A forma de se comunicar com os perpetradores geralmente é descrita na mensagem de resgate. Normalmente é um portal no qual você se conecta para trocar mensagens. Verifique se você pode acessar, mas não abra as discussões ainda. Você pode fazer uma pergunta como você está no lugar certo ou outra pergunta inocente. Mostra aos cibercriminosos que você está seguindo as ordens deles até agora, sem revelar nada.

Etapa dois: pesquisa e reconhecimento

Alguém deve identificar o tipo de ransomware. É por isso que uma empresa externa de resposta a incidentes faz sentido. Eles têm as habilidades e conhecimentos para fazer isso. Eles usarão essas informações junto com outras pistas, como o tipo de nota de resgate, o vetor de ataque e o método de infecção, o tipo de portal de mensagens que usam para se comunicar com você e detalhes de outros casos de ransomware para identificar a ameaça atores. Esta etapa de atribuição é muito importante.

Saber a identidade da gangue do ransomware permite que a equipe de resposta consulte os registros de outros ataques de ransomware feitos por esses perpetradores. Eles poderão ver se essa gangue de ransomware normalmente fornece descriptografadores que funcionam e se eles honraram historicamente seu acordo de não chantagear a vítima por mais dinheiro, ameaçando liberar os dados exfiltrados.

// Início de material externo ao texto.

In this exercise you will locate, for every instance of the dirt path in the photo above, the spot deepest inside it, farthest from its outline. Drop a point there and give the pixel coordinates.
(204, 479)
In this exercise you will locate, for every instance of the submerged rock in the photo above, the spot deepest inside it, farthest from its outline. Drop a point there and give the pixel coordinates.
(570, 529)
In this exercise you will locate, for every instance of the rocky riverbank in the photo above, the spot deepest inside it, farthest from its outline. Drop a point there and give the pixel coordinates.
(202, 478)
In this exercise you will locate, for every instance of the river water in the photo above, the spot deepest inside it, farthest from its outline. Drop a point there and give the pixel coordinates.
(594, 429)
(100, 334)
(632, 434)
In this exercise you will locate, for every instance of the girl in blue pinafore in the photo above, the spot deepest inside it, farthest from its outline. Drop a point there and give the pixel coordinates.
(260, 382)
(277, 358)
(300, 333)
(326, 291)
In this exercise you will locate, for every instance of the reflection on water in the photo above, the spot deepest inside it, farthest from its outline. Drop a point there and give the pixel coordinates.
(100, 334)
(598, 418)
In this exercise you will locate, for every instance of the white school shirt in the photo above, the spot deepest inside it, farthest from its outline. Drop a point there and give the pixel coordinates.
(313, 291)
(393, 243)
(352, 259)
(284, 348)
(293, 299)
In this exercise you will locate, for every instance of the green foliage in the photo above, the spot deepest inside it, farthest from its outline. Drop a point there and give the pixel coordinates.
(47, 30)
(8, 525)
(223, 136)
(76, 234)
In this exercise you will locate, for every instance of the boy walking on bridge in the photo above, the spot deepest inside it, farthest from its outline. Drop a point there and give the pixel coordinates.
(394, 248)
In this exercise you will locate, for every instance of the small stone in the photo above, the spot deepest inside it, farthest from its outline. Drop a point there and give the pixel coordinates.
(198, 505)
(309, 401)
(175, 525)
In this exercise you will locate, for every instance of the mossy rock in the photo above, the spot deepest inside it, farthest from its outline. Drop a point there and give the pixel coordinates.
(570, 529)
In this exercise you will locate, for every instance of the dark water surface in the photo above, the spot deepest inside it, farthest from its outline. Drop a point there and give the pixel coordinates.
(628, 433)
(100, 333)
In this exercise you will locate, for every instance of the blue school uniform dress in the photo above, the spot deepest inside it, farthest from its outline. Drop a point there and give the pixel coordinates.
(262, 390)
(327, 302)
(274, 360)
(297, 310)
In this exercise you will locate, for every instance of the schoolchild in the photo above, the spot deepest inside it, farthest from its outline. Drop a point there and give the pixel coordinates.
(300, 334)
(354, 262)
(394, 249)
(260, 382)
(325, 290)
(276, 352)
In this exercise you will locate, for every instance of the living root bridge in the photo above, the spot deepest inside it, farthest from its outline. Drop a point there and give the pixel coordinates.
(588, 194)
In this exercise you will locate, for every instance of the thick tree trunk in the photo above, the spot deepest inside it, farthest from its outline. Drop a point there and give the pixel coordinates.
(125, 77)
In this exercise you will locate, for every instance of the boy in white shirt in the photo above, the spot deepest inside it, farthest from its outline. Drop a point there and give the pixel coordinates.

É importante ressaltar que eles podem descobrir quais resgates essa gangue exigiu em ataques anteriores e qual foi o valor final negociado. Os resgates podem ser escolhidos do ar e ser uma exigência inicial padrão, ou podem ser determinados pelos atores da ameaça observando a rotatividade da organização vítima. Essas avaliações podem ser totalmente distorcidas. Às vezes, eles consideram o valor de um grupo de controle em vez do negócio real que foi criptografado.

“ Precisamos de nossos dados de volta, estamos dispostos a pagar, mas sua avaliação está errada e simplesmente não temos esses fundos, ” é um primeiro passo razoável nas negociações.

Etapa três: negociar

Para a gangue do ransomware, esta é apenas uma transação comercial. Não é pessoal. Um negociador externo será capaz de permanecer mais neutro do que os representantes internos da organização. Ficar emocional não será produtivo.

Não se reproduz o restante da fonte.